Using the devtools package:
devtools::install_github("kbenoit/sophistication")
library(quanteda)
## Package version: 1.1.1
## Parallel computing: 2 of 8 threads used.
## See https://quanteda.io for tutorials and examples.
##
## Attaching package: 'quanteda'
## The following object is masked from 'package:utils':
##
## View
library(sophistication)
## sophistication version 0.65
## Dropbox folder location set to: C:/Users/kevin/Dropbox/Benoit_Spirling_Readability/
library(stringr)
library(quanteda.corpora)
## compute readability and bootstrap the sentences
set.seed(20170308)
data(data_corpus_sotu, package = "quanteda.corpora")
results <- bootstrap_readability(data_corpus_sotu, n = 2, measure = "Flesch", verbose = FALSE)
## 1
## 2
bs_sd <- results$bs_sd[,"Flesch"]
stat <- results$original[,"Flesch"]
year <- lubridate::year(docvars(data_corpus_sotu, "Date"))
## calculate statistics for SOTU
library(trend)
library(strucchange)
## Loading required package: zoo
##
## Attaching package: 'zoo'
##
## The following objects are masked from 'package:base':
##
## as.Date, as.Date.numeric
##
## Loading required package: sandwich
##
## Attaching package: 'strucchange'
##
## The following object is masked from 'package:stringr':
##
## boundary
sotu_mean <- mean(stat$Flesch)
sotu_var <- var(stat$Flesch)
sotu_cs_test <- cs.test(stat$Flesch)
sotu_ts <- as.ts(stat$Flesch)
sotu_breaks <- breakpoints(sotu_ts ~ 1 )
summary(sotu_breaks)
##
## Optimal (m+1)-segment partition:
##
## Call:
## breakpoints.formula(formula = sotu_ts ~ 1)
##
## Breakpoints at observation number:
##
## m = 1 145
## m = 2 124 176
## m = 3 68 145 194
## m = 4 68 112 146 194
## m = 5 34 68 112 146 194
##
## Corresponding to breakdates:
##
## m = 1 145
## m = 2 124 176
## m = 3 68 145 194
## m = 4 68 112 146 194
## m = 5 34 68 112 146 194
##
## Fit:
##
## m 0 1 2 3 4 5
## RSS 40144 14775 11547 9719 9264 9230
## BIC 1865 1644 1598 1569 1568 1578
#3 breakpoints best fit the data
fm0 <- lm(stat$Flesch ~ breakfactor(sotu_breaks, breaks = 3))

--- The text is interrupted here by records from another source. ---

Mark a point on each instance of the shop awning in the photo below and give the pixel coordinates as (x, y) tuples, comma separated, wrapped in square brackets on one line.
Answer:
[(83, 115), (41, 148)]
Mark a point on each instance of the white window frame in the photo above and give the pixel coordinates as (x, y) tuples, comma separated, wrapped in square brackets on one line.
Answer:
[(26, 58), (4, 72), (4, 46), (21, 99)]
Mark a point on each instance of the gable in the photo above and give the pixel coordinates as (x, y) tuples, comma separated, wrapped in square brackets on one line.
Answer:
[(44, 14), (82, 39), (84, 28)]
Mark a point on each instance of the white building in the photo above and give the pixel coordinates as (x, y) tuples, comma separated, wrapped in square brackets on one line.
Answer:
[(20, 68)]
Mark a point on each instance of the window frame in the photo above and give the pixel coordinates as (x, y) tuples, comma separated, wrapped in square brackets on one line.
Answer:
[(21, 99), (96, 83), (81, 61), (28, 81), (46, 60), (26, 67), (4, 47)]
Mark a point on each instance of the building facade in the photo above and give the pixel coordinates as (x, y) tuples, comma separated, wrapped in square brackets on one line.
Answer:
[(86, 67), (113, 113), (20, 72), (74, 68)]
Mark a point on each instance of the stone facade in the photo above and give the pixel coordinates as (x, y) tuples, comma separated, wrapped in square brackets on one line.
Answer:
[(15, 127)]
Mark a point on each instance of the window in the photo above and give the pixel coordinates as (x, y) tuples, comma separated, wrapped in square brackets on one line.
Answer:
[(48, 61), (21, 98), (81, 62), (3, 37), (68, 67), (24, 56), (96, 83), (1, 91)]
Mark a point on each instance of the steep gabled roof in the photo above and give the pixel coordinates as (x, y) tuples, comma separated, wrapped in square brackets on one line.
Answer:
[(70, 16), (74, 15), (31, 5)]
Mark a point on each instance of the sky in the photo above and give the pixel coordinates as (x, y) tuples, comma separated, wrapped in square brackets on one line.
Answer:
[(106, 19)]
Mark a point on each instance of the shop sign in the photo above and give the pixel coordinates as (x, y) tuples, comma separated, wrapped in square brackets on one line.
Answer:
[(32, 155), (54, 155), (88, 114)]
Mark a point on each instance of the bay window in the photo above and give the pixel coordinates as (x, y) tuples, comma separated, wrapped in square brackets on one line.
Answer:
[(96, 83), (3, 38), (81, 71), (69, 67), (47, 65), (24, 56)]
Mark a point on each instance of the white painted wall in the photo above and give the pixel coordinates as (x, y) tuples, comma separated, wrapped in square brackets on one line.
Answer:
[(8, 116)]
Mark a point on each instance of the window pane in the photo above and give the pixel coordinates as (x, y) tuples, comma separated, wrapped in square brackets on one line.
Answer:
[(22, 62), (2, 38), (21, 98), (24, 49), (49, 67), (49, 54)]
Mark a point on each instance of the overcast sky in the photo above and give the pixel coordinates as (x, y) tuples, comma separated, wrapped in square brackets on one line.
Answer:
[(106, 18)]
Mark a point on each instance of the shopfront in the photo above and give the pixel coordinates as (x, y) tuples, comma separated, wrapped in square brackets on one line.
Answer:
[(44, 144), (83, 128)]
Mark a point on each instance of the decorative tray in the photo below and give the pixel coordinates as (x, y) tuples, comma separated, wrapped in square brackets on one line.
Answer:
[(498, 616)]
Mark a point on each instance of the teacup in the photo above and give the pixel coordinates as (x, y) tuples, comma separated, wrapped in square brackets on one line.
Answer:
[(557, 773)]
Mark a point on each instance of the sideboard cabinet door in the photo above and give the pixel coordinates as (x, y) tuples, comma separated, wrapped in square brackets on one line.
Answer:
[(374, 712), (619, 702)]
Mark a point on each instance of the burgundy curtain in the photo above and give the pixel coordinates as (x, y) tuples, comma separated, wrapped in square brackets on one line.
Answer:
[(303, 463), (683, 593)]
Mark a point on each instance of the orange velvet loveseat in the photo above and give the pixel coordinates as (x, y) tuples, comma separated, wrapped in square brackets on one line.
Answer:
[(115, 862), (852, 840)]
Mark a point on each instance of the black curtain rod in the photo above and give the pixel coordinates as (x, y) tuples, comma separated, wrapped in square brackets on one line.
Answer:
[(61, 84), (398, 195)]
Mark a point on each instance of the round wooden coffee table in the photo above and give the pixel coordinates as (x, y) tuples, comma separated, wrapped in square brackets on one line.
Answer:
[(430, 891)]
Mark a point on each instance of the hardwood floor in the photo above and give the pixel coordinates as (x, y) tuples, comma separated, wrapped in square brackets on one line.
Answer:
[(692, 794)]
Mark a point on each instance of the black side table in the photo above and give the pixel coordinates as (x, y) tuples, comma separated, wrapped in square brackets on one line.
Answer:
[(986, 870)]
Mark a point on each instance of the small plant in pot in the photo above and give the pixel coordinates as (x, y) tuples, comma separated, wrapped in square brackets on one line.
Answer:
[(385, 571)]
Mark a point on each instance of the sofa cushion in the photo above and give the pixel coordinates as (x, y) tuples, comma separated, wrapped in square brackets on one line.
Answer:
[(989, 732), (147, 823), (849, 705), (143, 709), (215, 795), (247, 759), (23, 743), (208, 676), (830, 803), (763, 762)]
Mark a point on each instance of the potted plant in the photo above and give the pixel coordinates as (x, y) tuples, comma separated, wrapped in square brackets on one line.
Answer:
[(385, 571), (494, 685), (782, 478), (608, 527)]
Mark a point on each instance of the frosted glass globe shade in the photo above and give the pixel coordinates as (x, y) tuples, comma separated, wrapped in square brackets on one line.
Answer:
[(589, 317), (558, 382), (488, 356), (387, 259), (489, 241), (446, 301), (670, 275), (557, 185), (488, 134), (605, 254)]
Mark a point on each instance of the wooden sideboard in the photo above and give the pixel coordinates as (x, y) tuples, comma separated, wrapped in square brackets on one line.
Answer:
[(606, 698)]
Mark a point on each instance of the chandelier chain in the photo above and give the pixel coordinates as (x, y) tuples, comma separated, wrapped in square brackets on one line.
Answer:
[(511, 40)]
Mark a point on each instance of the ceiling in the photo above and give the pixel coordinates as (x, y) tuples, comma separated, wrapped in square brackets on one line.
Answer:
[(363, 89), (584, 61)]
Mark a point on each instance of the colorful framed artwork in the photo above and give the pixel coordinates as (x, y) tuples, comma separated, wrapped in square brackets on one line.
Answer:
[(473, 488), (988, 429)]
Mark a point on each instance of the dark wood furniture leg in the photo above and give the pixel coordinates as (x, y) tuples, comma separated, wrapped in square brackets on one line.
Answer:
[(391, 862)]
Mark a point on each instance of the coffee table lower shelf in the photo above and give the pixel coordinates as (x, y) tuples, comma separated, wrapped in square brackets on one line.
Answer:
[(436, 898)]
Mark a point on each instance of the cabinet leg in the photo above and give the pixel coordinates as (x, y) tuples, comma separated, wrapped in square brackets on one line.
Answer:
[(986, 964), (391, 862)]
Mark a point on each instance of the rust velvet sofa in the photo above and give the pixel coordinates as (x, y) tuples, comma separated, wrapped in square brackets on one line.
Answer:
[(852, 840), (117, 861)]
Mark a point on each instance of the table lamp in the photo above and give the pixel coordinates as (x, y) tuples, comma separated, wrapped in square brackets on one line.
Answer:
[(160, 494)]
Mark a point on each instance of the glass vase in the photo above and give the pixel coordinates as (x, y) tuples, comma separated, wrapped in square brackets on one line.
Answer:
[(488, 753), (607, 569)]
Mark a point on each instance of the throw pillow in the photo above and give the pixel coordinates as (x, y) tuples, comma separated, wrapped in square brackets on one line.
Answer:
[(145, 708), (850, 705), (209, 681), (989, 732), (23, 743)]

sotu_breaks <- breakpoints(sotu_ts ~ 1, breaks = 3 )
year_breaks <- year[breakdates(sotu_breaks)]
## plot the trend
require(ggplot2)
## Loading required package: ggplot2
p <- ggplot(data = docvars(data_corpus_sotu),
aes(x = year, y = stat)) + #, group = delivery)) +
theme(panel.grid.major = element_blank(),
panel.grid.minor = element_blank(),
panel.background = element_blank(),
axis.line = element_line(colour = "black")) +
xlab("") +
ylab("Flesch Reading Ease Score") +
geom_errorbar(aes(ymin=stat-1.96*bs_sd, ymax=stat+1.96*bs_sd), colour="grey70", width=.1) +
geom_point(aes(shape = party), size = 2, fill = "black") +
scale_shape_manual(values = c(17, 8, 3, 19, 15, 20)) +
geom_vline(aes(xintercept= year_breaks[1] ) ) +
geom_vline(aes(xintercept= year_breaks[2] ) ) +
geom_vline(aes(xintercept= year_breaks[3] ) ) +
theme(plot.title = element_text(lineheight=.8, face="bold"),
axis.text.x = element_text(size = 15),
axis.text.y = element_text(size = 15), axis.title.y = element_text(size = 15))
print(p)
## Don't know how to automatically pick scale for object of type data.frame. Defaulting to continuous.
## Figure 2
# compute the levels
period <- cut(year, breaks = c(min(year), year_breaks, max(year)), include.lowest = TRUE, dig.lab = 4)
# reformat the levels
levs <- stringi::stri_replace_all_fixed(levels(period), c("[", "]", "("), "", vectorize_all = FALSE)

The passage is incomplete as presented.